Practice Update

The COVID-19 crisis has led to foreclosure moratoriums at the regulatory, executive, and judicial level. Servicers should consider that compliance with these, regardless of level, may not protect them from later challenges to lien enforcement basing on statutes of limitations.

The Federal Housing Finance Agency (FHFA) imposed a 60-day moratorium on the commencement and prosecution of foreclosures for all loans owned by the Federal National Mortgage Association (Fannie Mae) and the Federal Home Loan Mortgage Corporation (Freddie Mac). The Department of Housing and Urban Development (HUD) likewise imposed a 60-day moratorium on the commencement and prosecution of foreclosures for all loans insured by the Federal Housing Administration. Governors have issued moratoriums through executive order (e.g., Kansas, New Hampshire, and New York). In Texas, after its governor issued a disaster declaration, its supreme court entered an emergency order giving courts discretion to extend the limitations period for all actions until 30 days after the disaster declaration lifts.

In New York the governor issued an executive order suspending through April 19, 2020 "any specific time limit for the commencement, filing, or service of any legal action" and providing "[t]here shall be no enforcement of . . . a foreclosure of any residential . . . property for a period of ninety days." In conjunction the New York Chief Administrative Judge issued an administrative order on March 22, 2020 directing all clerks and courts in New York to reject for filing all papers (i.e., pleadings, motions, notices, etc.) in both paper and electronic format until further notice.

For in-flight foreclosures, i.e. post-acceleration loans, servicers should not assume moratorium compliance will toll limitations. This is particularly important for loans where limitations may otherwise expire during or shortly after this crisis. Beyond simply confirming a loan itself is subject to a moratorium—a Fannie Mae loan or a property in Kansas—servicers should assess their level of confidence a moratorium tolls limitations. If there is uncertainty, the servicer should consider deceleration without prejudice and/or defenses basing on tolling statutes, equitable tolling, or preemption.

Some states have tolling statutes that extend the statute of limitations when an action is stayed by statutory or injunctive prohibition. See, e.g., Cal. Civ. Proc. Code § 356; D.C. Code § 12-304; Kan. Stat. Ann. § 60-519; Nev. Rev. Stat. § 11.350; N.Y.C.P.L.R. 204(a). In these states there is an argument limitations periods toll during certain moratoriums. When evaluating whether the moratorium is a statutory or injunctive prohibition, servicers should look closely at what the moratorium prohibits. If it only halts sales, servicers could face an argument the moratorium did not toll limitations because it did not prevent the filing of a foreclosure complaint. New York's March 20, 2020 executive order tolls any statute of limitations through April 19, 2020.

In states without tolling statutes servicers may invoke the doctrine of equitable tolling. "Generally, a litigant seeking equitable tolling bears the burden of establishing two elements: (1) that he has been pursuing his rights diligently, and (2) that some extraordinary circumstance stood in his way." Pace v. DiGuglielmo, 544 U.S. 408, 418 (2005). This national emergency and the related moratoriums are strong evidence of an extraordinary circumstances.
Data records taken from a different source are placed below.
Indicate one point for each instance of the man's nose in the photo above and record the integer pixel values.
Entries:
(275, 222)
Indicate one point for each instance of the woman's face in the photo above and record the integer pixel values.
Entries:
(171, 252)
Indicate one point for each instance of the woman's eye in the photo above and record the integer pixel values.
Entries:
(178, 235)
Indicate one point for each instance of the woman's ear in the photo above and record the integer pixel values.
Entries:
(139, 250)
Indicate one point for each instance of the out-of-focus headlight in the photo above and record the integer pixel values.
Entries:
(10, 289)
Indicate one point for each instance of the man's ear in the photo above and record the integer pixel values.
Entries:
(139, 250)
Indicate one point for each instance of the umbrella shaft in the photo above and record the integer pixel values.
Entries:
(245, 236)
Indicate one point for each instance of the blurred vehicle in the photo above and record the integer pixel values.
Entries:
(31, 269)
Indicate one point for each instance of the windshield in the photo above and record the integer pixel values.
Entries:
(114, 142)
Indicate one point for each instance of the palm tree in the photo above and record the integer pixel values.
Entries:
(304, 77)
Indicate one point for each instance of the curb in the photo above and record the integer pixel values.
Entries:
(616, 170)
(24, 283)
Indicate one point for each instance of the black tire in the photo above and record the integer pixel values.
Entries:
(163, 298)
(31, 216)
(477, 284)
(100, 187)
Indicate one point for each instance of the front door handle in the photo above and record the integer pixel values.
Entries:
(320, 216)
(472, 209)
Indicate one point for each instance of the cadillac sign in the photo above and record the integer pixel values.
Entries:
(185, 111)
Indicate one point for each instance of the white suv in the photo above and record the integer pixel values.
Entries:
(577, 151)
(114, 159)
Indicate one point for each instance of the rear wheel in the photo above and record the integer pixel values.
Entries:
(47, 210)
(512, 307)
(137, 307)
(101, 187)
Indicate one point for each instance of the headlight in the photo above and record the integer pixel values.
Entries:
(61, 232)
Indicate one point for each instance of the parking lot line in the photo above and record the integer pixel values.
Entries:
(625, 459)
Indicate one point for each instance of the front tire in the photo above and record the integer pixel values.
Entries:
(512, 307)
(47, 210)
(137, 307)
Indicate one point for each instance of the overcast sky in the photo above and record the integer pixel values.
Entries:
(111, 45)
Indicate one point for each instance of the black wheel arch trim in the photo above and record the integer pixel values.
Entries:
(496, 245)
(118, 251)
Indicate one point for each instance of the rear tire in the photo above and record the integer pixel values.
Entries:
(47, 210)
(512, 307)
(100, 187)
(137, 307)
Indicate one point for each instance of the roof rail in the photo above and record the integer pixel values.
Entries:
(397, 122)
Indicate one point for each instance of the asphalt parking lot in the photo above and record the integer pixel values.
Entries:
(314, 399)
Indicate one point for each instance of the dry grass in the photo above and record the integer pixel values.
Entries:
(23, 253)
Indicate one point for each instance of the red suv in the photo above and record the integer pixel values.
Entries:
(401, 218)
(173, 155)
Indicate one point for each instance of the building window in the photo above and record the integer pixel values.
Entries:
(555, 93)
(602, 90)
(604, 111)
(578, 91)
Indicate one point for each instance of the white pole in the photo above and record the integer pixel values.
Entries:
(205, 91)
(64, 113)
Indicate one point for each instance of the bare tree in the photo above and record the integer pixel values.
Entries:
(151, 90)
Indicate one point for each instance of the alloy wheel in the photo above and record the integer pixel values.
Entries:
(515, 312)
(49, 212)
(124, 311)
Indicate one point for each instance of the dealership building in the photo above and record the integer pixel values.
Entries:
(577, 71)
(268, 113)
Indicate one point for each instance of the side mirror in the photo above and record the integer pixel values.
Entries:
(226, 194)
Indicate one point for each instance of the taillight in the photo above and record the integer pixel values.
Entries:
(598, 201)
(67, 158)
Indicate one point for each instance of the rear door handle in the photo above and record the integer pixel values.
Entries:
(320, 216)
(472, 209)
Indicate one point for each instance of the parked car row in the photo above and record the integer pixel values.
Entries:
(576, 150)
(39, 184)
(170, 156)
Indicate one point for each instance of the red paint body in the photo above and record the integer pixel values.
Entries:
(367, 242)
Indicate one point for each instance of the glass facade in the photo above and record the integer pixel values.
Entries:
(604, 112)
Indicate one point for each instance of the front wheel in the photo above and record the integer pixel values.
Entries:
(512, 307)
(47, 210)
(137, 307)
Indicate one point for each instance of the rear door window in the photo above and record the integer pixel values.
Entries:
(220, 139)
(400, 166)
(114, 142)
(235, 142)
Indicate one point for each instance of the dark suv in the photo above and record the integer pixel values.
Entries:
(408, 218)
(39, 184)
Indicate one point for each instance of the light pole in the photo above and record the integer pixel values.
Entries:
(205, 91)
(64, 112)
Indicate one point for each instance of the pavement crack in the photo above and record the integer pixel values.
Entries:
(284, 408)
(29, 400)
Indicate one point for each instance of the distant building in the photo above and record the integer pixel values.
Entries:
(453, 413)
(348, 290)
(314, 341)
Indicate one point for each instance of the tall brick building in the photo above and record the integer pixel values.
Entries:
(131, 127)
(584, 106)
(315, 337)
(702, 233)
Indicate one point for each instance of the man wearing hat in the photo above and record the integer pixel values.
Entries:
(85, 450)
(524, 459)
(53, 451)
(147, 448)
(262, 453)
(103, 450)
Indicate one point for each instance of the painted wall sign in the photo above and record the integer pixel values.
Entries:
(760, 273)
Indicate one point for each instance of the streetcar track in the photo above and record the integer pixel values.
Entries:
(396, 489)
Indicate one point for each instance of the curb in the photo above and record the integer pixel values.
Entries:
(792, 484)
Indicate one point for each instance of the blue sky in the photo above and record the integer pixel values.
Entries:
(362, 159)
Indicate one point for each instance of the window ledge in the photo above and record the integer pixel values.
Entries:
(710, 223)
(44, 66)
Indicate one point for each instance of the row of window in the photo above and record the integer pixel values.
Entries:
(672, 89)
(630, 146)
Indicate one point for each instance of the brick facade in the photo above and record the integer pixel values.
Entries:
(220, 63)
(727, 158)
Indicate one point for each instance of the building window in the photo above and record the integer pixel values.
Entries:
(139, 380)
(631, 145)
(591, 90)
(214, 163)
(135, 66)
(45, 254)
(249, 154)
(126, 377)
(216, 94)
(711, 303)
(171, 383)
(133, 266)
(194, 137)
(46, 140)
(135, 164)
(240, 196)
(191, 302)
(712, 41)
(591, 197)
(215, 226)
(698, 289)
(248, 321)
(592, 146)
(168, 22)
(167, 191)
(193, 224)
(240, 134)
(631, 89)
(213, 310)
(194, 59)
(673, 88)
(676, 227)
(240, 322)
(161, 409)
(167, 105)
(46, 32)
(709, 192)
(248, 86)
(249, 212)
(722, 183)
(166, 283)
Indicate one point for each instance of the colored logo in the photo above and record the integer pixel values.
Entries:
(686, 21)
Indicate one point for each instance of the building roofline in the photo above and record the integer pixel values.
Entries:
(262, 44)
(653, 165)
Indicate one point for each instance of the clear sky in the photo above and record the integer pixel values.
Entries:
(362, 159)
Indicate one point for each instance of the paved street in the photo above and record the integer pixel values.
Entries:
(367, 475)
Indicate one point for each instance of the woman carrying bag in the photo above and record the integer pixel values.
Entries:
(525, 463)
Federal based moratoriums from the FHFA and the HUD may present a federal preemption argument. "[C]onflict pre-emption, [is] where compliance with both federal and state regulations is a physical impossibility . . . or where state law stands as an obstacle to the accomplishment and execution of the full purposes and objectives of Congress." Gade v. Nat'l Solid Wastes Mgmt. Ass'n, 505 U.S. 88, 98 (1992). The FHFA and HUD, pursuant to authority granted by federal statute, have imposed a foreclosure moratorium. A state limitations period requiring a servicer foreclose in violation of federal orders is inconsistent.

Servicers should consider reviewing in-flight foreclosure portfolios for loans facing near-term limitations issues to mitigate post-COVID-19 crisis limitations challenges.